Regisseur Michael Schulz entwickelt deutliche, aber nie aufdringliche Bilder. Im Mittelpunkt von Dirk Beckers Bühne steht ein Bett - das verbindende Element aller Szenen. Hier wird in allen Richtungen versucht, mittels Sexualität Macht auszuüben. Die Kopulation als Mittel eines gefühlten wie echten Triumphs, das dennoch nie zu Gleichberechtigung führt, wird skrupellos und egoistisch genutzt. Das arbeitet Schulz in seiner schnörkellosen Inszenierung klar heraus. Und es gelingen ihm wirklich eindrucksvolle Szenen. Im scheinbar idyllischen Liebesnest von Nana und Philippe schaufelt ein Totengräber Erde in den Garten. Bei der wilden Party, die Renée Listerdal mit dezent-geschmackvollen Kostümen ausstattet, ist Nanas protziger Silberthron ein Kindersarg.

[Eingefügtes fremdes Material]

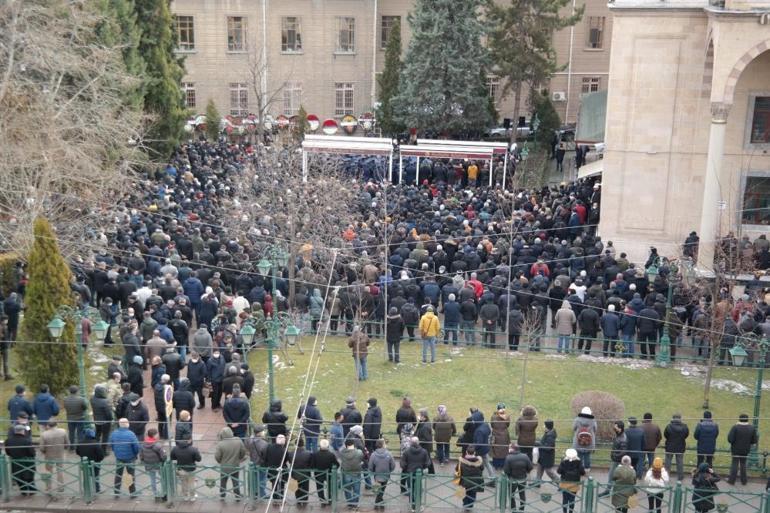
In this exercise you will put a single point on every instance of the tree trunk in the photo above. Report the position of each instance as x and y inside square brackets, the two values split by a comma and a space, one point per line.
[516, 110]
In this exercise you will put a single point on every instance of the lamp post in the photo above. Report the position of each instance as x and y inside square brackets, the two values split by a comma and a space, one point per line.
[277, 259]
[664, 355]
[738, 354]
[56, 327]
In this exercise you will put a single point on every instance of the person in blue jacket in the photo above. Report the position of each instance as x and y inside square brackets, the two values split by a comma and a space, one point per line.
[481, 440]
[125, 446]
[18, 403]
[610, 324]
[706, 434]
[452, 319]
[45, 406]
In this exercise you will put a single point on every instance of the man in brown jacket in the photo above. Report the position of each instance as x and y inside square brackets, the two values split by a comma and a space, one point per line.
[53, 443]
[359, 343]
[652, 437]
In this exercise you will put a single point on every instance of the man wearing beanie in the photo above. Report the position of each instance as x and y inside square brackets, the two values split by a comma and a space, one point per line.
[323, 462]
[517, 467]
[635, 437]
[741, 437]
[547, 453]
[706, 433]
[394, 326]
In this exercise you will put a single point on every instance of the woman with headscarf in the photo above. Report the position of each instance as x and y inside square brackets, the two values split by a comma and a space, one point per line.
[704, 482]
[501, 437]
[655, 483]
[571, 471]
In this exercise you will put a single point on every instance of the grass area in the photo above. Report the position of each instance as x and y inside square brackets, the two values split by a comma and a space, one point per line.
[467, 377]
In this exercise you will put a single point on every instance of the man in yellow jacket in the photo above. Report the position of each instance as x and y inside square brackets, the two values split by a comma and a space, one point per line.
[429, 328]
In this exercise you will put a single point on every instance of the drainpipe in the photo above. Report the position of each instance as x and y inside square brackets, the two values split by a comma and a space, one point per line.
[374, 55]
[569, 65]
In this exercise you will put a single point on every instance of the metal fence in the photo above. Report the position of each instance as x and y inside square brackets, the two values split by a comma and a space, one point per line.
[87, 481]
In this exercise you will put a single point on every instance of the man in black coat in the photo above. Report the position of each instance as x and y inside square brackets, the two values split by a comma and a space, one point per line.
[196, 373]
[275, 460]
[517, 467]
[22, 455]
[174, 364]
[237, 413]
[183, 398]
[102, 411]
[741, 437]
[350, 416]
[372, 425]
[323, 463]
[676, 434]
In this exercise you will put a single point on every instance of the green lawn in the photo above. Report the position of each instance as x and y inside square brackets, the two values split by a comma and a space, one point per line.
[482, 378]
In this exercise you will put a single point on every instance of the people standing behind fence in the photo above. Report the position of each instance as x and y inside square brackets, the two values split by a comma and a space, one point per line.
[571, 471]
[676, 434]
[655, 485]
[706, 434]
[742, 437]
[584, 436]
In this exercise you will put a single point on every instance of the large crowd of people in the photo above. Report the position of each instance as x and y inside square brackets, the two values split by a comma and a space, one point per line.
[446, 256]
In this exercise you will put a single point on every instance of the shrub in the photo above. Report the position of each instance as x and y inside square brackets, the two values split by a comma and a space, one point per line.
[8, 275]
[47, 361]
[606, 409]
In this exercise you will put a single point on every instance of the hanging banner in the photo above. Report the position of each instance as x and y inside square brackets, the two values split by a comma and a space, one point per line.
[330, 127]
[349, 123]
[313, 122]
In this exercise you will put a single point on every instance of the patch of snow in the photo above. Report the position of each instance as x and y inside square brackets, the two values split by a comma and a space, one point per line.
[729, 385]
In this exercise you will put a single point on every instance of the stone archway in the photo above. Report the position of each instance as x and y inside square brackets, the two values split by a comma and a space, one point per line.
[740, 66]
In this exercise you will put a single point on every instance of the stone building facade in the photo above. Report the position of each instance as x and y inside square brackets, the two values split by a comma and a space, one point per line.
[688, 124]
[326, 55]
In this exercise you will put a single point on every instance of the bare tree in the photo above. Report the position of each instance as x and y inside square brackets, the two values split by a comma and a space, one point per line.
[273, 205]
[66, 127]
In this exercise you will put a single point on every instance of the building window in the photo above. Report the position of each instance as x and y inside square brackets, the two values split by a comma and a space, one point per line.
[185, 32]
[343, 98]
[189, 94]
[292, 98]
[291, 38]
[236, 33]
[756, 200]
[386, 25]
[595, 32]
[346, 34]
[239, 99]
[760, 120]
[590, 85]
[493, 86]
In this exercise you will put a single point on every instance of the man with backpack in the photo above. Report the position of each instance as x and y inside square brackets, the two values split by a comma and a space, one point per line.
[584, 436]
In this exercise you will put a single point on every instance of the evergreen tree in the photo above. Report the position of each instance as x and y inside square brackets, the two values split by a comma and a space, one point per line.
[548, 120]
[163, 98]
[302, 125]
[388, 83]
[119, 29]
[439, 87]
[47, 361]
[521, 42]
[212, 121]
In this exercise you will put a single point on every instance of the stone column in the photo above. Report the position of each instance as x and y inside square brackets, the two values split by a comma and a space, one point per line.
[712, 193]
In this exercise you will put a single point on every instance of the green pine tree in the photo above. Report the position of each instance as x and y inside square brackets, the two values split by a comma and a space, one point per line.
[388, 83]
[163, 75]
[521, 42]
[548, 120]
[47, 361]
[212, 121]
[119, 29]
[302, 125]
[439, 87]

Schulz inszeniert wunderbar an der Musik entlang und schafft mit Rosemarie Deibel als stummer, heruntergekommener Komödiantin, die Nana als stetes Mahnmal begleitet, eine schöne, eine berührende Figur.

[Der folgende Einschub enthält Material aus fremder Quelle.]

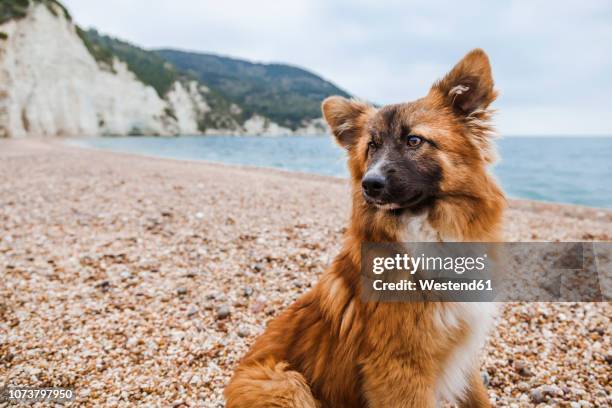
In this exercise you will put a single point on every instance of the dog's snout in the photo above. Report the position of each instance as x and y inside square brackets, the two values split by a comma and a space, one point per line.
[373, 184]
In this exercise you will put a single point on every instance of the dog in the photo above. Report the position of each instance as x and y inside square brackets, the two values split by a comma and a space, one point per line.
[418, 173]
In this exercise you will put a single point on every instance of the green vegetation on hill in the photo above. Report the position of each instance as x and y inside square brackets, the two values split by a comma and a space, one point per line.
[234, 89]
[285, 94]
[153, 70]
[149, 67]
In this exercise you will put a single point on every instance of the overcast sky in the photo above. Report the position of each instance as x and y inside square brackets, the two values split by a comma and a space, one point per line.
[552, 60]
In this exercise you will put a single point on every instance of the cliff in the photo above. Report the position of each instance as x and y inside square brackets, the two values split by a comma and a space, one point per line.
[59, 80]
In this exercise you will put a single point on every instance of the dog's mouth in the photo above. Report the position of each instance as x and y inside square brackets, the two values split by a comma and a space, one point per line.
[397, 207]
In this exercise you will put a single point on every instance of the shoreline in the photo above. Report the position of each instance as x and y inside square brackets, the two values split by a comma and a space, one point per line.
[162, 272]
[605, 212]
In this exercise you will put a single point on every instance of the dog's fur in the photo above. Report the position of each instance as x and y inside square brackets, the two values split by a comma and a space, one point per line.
[331, 349]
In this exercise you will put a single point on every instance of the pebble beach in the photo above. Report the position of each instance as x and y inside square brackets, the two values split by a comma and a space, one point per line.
[139, 281]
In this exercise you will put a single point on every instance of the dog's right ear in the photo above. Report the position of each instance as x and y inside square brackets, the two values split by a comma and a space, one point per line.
[345, 118]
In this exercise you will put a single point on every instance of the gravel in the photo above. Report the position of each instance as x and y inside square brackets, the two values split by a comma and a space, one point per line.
[140, 281]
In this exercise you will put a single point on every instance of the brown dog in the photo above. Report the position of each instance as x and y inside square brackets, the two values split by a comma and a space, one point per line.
[419, 173]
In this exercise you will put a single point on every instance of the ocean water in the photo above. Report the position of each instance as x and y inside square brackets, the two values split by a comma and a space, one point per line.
[575, 170]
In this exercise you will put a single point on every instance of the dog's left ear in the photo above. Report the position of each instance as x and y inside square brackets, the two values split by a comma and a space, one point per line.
[345, 118]
[468, 87]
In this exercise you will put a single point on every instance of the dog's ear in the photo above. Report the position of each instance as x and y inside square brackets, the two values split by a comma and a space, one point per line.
[345, 118]
[468, 87]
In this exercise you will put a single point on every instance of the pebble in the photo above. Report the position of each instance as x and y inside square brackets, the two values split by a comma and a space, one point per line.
[247, 291]
[243, 331]
[522, 386]
[192, 311]
[486, 379]
[537, 396]
[223, 311]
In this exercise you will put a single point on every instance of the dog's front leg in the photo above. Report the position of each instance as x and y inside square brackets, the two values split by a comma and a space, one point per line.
[476, 396]
[397, 388]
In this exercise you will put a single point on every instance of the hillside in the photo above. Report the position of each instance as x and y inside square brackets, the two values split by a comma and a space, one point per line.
[288, 95]
[59, 79]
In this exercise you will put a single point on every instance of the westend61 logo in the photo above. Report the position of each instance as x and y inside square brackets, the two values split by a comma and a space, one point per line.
[477, 272]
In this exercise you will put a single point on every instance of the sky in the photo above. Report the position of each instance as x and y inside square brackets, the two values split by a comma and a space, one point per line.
[552, 60]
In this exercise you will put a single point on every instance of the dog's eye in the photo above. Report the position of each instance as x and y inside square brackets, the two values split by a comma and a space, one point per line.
[414, 141]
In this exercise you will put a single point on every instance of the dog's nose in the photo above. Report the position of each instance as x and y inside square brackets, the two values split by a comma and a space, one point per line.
[373, 184]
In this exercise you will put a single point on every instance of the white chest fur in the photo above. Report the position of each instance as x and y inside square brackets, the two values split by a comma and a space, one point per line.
[478, 317]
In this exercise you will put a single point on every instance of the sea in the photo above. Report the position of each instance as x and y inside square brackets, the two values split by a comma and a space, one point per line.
[563, 169]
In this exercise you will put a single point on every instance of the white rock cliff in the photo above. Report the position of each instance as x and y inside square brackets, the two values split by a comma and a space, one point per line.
[50, 85]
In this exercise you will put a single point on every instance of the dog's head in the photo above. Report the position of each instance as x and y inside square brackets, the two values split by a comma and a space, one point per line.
[407, 156]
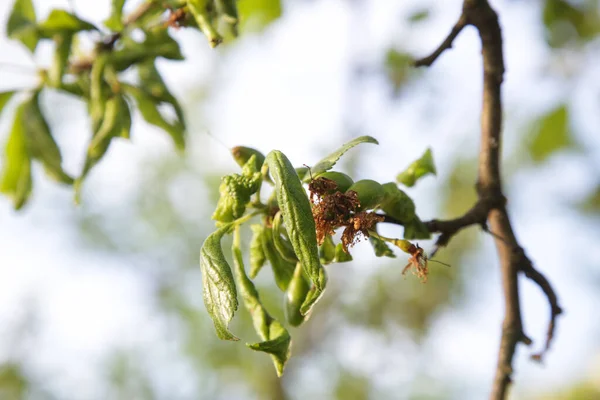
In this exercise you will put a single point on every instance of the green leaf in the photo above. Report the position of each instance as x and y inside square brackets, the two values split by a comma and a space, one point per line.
[152, 83]
[327, 250]
[235, 191]
[284, 248]
[551, 134]
[40, 143]
[148, 107]
[115, 21]
[257, 254]
[257, 14]
[219, 291]
[157, 43]
[198, 9]
[16, 169]
[418, 169]
[276, 339]
[381, 248]
[62, 43]
[295, 296]
[5, 98]
[21, 24]
[63, 22]
[282, 269]
[297, 216]
[399, 206]
[328, 162]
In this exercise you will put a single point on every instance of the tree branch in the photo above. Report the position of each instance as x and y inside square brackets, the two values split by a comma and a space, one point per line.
[491, 203]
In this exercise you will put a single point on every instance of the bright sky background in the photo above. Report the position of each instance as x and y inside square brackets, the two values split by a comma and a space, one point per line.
[288, 90]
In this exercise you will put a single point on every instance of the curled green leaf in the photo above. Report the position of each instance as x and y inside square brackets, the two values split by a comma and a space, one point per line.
[297, 216]
[40, 143]
[418, 169]
[257, 254]
[16, 166]
[328, 162]
[219, 291]
[284, 248]
[276, 339]
[295, 296]
[22, 24]
[400, 206]
[282, 269]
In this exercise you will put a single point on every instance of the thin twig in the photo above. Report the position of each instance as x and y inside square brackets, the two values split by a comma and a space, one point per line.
[446, 44]
[491, 205]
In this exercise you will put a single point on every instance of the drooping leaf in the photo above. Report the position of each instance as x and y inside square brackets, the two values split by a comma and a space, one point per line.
[276, 339]
[16, 165]
[295, 296]
[297, 216]
[341, 255]
[257, 14]
[199, 11]
[151, 82]
[381, 248]
[148, 107]
[328, 162]
[62, 43]
[257, 254]
[327, 250]
[551, 134]
[283, 269]
[418, 169]
[40, 143]
[400, 206]
[115, 21]
[283, 247]
[219, 291]
[63, 22]
[21, 24]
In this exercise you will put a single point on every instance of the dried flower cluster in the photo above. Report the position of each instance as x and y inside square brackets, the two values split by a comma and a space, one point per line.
[332, 209]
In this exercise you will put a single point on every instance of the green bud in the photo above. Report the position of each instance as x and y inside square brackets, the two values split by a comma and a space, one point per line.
[343, 181]
[370, 193]
[242, 155]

Ausgezeichnet wird gesungen. Die große Zahl an Solorollen kann das Erfurter Theater aus seinem Ensemble adäquat besetzen. Da gibt es keinerlei Ausfälle. Auch die Hauptpartien finden hervorragende Interpreten. So glänzt Ilia Papandreou als Nana mit gleißend-klaren Tonkaskaden. Richard Carlucci gibt mit seinem hellen Tenor den Philippe, der sich durch seine Liebe zu Nana in den Abgrund ziehen lässt. Peter Schöne ist der reiche Muffat, der Nana kaufen will, und mit raumgreifendem Bariton wohltönend seine Besitzansprüche kundtut. Besonders glaubhaft kann er vermitteln, wie er Nana im Augenblick ihres Todes endlich in Besitz nehmen kann. Nicht zuletzt ist der von Andreas Ketelhut vorbereitete Opernchor gefordert. Die an ihn gestellten Ansprüche erfüllt er problemlos.

Faszinierende musikalische Momente funkeln aus dem Orchestergraben: Enrico Calesso spannt dabei den Bogen von geradezu kammermusikalischer Intimität bis zur großen voluminösen Sinfonik. Gurlitts Klangsprache ist vielfältig, reicht von ansprechenden Melodien, die an Kurt Weills Song-Stil erinnern, über rhythmisch geprägte Sequenzen bis hin zu großen dynamischen Entwicklungen – Gurlitt erweist sich als Meister beim Umsetzen der Dramatik des Librettos in Bühnenmusik. Fazit: Eine wirklich lohnende Ausgrabung – wieder einmal.